Почти целые сутки шли мы от озера Велинское в Великолукской области на запад, лишь изредка останавливаясь, чтобы немного передохнуть. Населенные пункты обходили. Двигались в основном лесом, прокладывая лыжню по снежной целине.

Тридцать пять километров без отдыха и пищи по очень тяжелому маршруту не могли не сказаться на состоянии людей, тащивших к тому же на спинах тяжелый груз. Бойцы пытались сохранять бодрость — никто не жаловался, не сетовал на трудности, но я по себе чувствовал: еще немного, и усталость заставит нас где-нибудь остановиться. Идти дальше рискованно. Надо искать пристанище.

Далеко за полночь разведчики доложили, что впереди какое-то селение. Развернул карту, осветил ее лучом карманного фонарика. По всем признакам перед нами деревня Сычева. Хорошо бы сделать там короткую остановку: обогреться, поесть, немного отдохнуть. Кроме того, хочется как можно скорее установить первые контакты с местными жителями на оккупированной территории. Но прежде надо выяснить, нет ли в селе немцев. Посылаю с этой целью нескольких бойцов во главе с Чернышовым.

Нам повезло. Вернувшись, начштаба сообщил, что гитлеровцев в Сычеве нет.

Мы вошли в деревню рано утром и увидели следы фашистского разбоя. Много домов было сожжено. То тут, то там валялись груды щебня. Вокруг дымящихся костров суетились люди. Они пекли в золе картошку, ставили на обломки кирпичей чугуны с каким-то варевом.

Жители не знали, что за непрошеные гости в белых костюмах пожаловали к ним, но по теплым словам приветствий сразу догадались: свои. Сычевцы окружили нас, улыбались. Некоторые плакали от радости. [24]

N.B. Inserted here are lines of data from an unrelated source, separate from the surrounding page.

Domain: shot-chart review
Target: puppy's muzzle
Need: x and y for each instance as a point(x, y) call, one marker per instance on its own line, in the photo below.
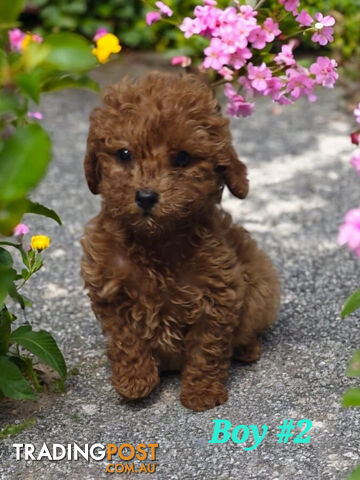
point(146, 198)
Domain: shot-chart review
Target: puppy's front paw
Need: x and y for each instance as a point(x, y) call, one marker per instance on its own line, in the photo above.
point(202, 396)
point(133, 387)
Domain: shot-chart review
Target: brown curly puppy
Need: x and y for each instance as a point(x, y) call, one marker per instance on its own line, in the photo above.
point(175, 285)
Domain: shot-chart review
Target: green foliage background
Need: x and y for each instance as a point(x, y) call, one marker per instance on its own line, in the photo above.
point(126, 19)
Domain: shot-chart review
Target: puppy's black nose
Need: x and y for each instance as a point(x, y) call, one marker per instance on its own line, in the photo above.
point(146, 199)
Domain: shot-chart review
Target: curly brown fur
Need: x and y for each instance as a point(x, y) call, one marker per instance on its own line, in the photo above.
point(179, 286)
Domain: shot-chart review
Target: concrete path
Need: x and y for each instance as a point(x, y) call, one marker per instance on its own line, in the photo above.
point(301, 187)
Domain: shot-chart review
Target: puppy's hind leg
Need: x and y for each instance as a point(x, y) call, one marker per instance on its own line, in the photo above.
point(135, 372)
point(261, 303)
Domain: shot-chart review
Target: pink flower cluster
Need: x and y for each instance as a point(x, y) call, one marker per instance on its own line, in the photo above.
point(164, 10)
point(236, 38)
point(18, 39)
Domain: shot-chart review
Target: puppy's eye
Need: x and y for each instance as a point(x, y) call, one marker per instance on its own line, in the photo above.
point(124, 155)
point(181, 159)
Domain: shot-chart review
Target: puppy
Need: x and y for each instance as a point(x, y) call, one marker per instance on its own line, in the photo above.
point(175, 285)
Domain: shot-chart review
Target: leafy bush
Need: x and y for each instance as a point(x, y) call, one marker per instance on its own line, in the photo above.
point(29, 66)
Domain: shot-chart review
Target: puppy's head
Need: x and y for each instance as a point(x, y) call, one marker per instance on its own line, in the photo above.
point(159, 152)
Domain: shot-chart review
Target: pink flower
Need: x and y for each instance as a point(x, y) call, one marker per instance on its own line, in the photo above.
point(240, 57)
point(286, 56)
point(190, 27)
point(21, 229)
point(216, 55)
point(355, 137)
point(324, 31)
point(274, 88)
point(152, 17)
point(100, 32)
point(227, 73)
point(304, 19)
point(271, 29)
point(355, 162)
point(248, 13)
point(259, 76)
point(16, 37)
point(299, 83)
point(208, 19)
point(37, 115)
point(237, 105)
point(258, 38)
point(325, 71)
point(349, 232)
point(164, 9)
point(290, 5)
point(229, 16)
point(357, 113)
point(232, 40)
point(36, 38)
point(282, 99)
point(182, 61)
point(245, 83)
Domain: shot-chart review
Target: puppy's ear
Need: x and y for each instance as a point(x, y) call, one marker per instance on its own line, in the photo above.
point(234, 173)
point(91, 168)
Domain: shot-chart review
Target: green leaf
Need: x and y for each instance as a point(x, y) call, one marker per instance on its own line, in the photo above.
point(7, 274)
point(39, 209)
point(23, 162)
point(353, 369)
point(351, 304)
point(355, 475)
point(12, 383)
point(69, 52)
point(351, 398)
point(69, 81)
point(41, 344)
point(10, 10)
point(29, 84)
point(8, 102)
point(5, 329)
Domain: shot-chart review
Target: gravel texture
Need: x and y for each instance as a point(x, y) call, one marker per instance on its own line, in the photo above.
point(301, 187)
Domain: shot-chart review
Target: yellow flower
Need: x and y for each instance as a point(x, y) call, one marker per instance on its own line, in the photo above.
point(40, 242)
point(28, 38)
point(105, 46)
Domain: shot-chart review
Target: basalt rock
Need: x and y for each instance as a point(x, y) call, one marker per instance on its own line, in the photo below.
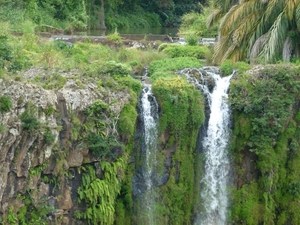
point(47, 171)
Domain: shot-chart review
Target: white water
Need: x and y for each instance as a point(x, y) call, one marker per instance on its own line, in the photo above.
point(150, 137)
point(215, 144)
point(213, 186)
point(214, 182)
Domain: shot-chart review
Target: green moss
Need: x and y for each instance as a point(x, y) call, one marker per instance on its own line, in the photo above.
point(5, 103)
point(227, 67)
point(182, 113)
point(174, 51)
point(172, 65)
point(266, 125)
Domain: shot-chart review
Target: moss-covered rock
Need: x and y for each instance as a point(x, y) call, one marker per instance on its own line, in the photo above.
point(265, 145)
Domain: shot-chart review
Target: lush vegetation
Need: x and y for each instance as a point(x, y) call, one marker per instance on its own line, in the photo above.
point(266, 131)
point(182, 113)
point(264, 29)
point(69, 16)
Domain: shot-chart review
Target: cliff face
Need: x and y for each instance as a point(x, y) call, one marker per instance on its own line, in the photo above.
point(41, 149)
point(265, 145)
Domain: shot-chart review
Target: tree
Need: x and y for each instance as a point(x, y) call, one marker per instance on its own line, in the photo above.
point(256, 28)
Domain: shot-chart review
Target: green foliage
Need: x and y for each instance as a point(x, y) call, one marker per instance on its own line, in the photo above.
point(99, 193)
point(114, 68)
point(54, 81)
point(11, 217)
point(182, 105)
point(227, 67)
point(5, 51)
point(5, 103)
point(127, 120)
point(266, 124)
point(102, 146)
point(192, 40)
point(115, 37)
point(172, 65)
point(196, 23)
point(198, 52)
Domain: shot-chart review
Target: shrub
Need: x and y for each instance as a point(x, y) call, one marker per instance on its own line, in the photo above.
point(192, 39)
point(172, 65)
point(114, 68)
point(227, 67)
point(115, 37)
point(5, 103)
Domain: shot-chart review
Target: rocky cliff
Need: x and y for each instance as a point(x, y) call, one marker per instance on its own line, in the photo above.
point(42, 144)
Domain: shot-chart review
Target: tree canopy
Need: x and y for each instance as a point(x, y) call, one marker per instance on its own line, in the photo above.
point(256, 28)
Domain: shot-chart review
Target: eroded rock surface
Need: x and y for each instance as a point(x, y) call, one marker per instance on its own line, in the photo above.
point(45, 169)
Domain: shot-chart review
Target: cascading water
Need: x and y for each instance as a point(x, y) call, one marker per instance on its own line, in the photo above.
point(146, 176)
point(214, 145)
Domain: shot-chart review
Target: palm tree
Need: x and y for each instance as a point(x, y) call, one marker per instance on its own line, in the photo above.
point(257, 28)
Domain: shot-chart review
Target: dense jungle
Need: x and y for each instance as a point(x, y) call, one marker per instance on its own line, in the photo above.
point(113, 131)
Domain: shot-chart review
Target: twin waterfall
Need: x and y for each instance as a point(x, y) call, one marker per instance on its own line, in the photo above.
point(213, 146)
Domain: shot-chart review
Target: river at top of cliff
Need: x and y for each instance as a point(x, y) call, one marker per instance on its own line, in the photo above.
point(171, 31)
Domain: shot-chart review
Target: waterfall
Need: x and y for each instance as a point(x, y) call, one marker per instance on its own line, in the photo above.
point(146, 178)
point(214, 143)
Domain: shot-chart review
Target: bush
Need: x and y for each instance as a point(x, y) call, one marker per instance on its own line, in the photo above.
point(5, 103)
point(114, 68)
point(115, 37)
point(173, 65)
point(227, 67)
point(192, 40)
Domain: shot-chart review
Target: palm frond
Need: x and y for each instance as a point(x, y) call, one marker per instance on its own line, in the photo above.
point(297, 17)
point(236, 14)
point(275, 38)
point(214, 17)
point(274, 8)
point(220, 48)
point(290, 7)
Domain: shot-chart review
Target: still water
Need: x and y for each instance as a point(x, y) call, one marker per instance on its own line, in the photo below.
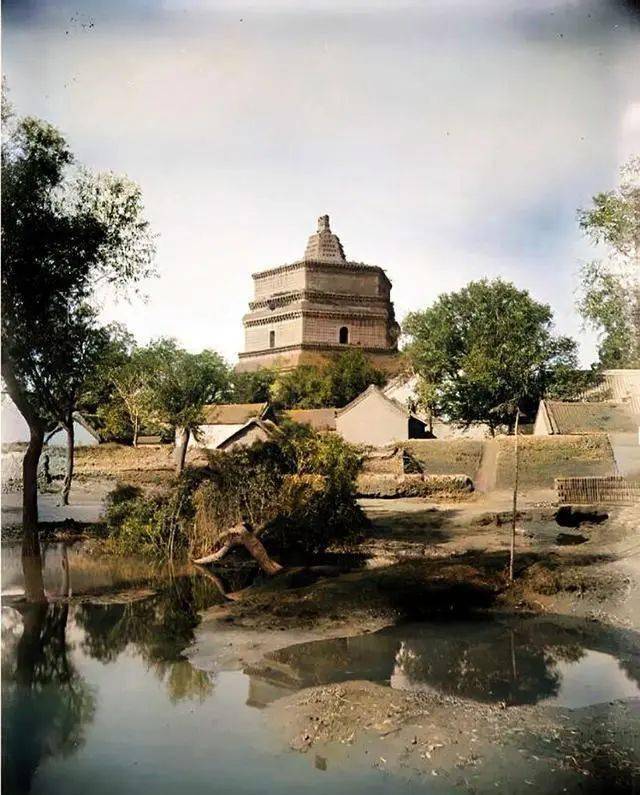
point(98, 697)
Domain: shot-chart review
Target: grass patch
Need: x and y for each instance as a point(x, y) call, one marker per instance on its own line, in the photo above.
point(543, 458)
point(447, 456)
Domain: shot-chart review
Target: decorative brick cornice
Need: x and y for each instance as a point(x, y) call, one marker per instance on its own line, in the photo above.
point(270, 320)
point(321, 266)
point(317, 346)
point(318, 296)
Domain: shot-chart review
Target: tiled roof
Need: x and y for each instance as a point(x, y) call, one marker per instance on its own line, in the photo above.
point(233, 413)
point(606, 416)
point(318, 419)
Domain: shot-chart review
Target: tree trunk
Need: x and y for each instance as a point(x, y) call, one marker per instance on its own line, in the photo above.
point(240, 535)
point(31, 558)
point(512, 552)
point(68, 475)
point(181, 450)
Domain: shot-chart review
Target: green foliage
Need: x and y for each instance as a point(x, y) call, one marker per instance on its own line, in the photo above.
point(304, 388)
point(571, 384)
point(128, 405)
point(182, 383)
point(335, 384)
point(609, 298)
point(300, 489)
point(64, 232)
point(484, 349)
point(151, 525)
point(348, 375)
point(252, 387)
point(608, 304)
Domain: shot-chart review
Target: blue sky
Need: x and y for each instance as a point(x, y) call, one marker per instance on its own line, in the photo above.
point(447, 140)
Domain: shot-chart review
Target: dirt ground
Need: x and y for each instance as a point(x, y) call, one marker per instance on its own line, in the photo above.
point(425, 560)
point(475, 747)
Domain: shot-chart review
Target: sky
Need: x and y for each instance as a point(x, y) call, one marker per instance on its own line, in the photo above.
point(448, 140)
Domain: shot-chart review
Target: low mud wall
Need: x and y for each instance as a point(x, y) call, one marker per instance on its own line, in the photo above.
point(384, 485)
point(52, 459)
point(545, 458)
point(446, 456)
point(598, 490)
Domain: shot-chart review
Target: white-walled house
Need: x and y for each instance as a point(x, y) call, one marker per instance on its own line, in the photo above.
point(223, 421)
point(404, 389)
point(377, 420)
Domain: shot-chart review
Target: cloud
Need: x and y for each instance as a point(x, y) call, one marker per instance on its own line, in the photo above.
point(445, 145)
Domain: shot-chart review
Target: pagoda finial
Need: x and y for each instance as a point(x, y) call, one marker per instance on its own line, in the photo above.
point(324, 246)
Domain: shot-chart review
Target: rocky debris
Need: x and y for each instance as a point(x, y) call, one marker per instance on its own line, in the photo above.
point(475, 746)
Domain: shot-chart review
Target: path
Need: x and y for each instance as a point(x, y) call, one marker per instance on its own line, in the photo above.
point(487, 471)
point(87, 504)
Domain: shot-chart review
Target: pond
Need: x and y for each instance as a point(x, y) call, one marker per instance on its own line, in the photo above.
point(98, 696)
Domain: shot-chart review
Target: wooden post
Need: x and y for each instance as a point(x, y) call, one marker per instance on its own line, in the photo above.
point(515, 500)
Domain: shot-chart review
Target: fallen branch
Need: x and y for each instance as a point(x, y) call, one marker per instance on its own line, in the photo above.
point(241, 535)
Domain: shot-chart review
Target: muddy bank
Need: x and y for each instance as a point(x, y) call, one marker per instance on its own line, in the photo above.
point(343, 678)
point(467, 745)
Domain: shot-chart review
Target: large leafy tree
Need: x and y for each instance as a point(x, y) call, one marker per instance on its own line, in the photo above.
point(182, 384)
point(487, 351)
point(610, 286)
point(64, 231)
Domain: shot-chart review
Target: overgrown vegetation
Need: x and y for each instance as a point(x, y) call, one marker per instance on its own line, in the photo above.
point(299, 491)
point(336, 383)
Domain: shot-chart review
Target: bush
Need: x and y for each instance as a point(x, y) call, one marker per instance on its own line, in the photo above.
point(298, 491)
point(150, 525)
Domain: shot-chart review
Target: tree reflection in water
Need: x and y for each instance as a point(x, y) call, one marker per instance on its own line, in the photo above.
point(47, 704)
point(513, 662)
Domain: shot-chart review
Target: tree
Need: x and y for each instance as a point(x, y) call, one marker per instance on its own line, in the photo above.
point(63, 232)
point(305, 387)
point(69, 365)
point(336, 383)
point(348, 375)
point(253, 387)
point(610, 287)
point(131, 404)
point(182, 384)
point(485, 350)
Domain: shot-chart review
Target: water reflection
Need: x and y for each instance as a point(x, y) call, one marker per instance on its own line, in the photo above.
point(515, 662)
point(46, 704)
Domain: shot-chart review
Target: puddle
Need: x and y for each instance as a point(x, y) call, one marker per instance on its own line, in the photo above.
point(98, 697)
point(520, 661)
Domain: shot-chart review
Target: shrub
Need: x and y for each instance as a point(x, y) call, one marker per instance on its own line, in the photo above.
point(298, 492)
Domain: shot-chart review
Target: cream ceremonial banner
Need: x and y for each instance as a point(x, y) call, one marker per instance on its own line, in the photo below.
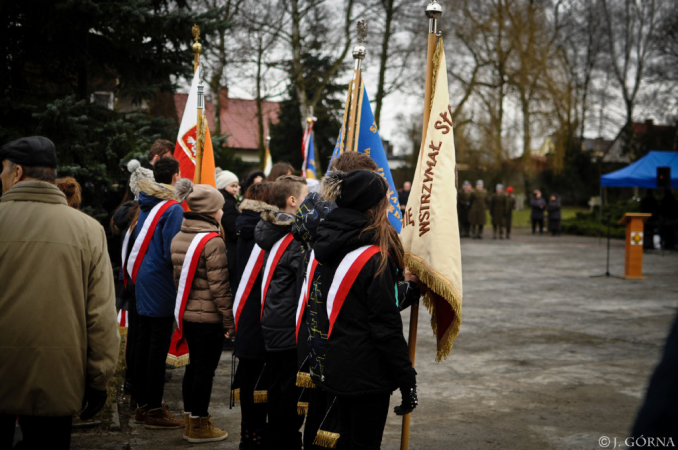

— Вот они — наши соколики! — причитала седая старуха, давясь слезами. Бросилась на шею одному из бойцов, обняла, приговаривая: — И у меня два внука в Красной Армии.

— Слышь, тетка Матрена, — подошел к старухе пожилой крестьянин. — Ай жизни не жалко? Глянь-ка, вишь, Буренков! — кивнул он в сторону юркого мужичонки в надвинутой на самые глаза бараньей шапке, который мигом затерялся в толпе.

— А кто этот Буренков? — спросил Глезин.

— Вор, в тюрьме сидел. Немцы его выпустили и назначили старостой.

Обычная история. Потом нам нередко приходилось встречаться с буренковыми. Гитлеровцы охотно привлекали на свою сторону бывших кулаков, уголовников и назначали их старостами, бургомистрами.

— А где живет Буренков?

— Вон, на горке, в доме с пристройкой. Там раньше помещалось правление артели.

Надо как-то обезвредить этого старосту. Иначе, когда мы покинем деревню, он может сообщить о нас своим хозяевам.

— Павел Алексеевич, — кивнул я Корабельникову, стоявшему рядом.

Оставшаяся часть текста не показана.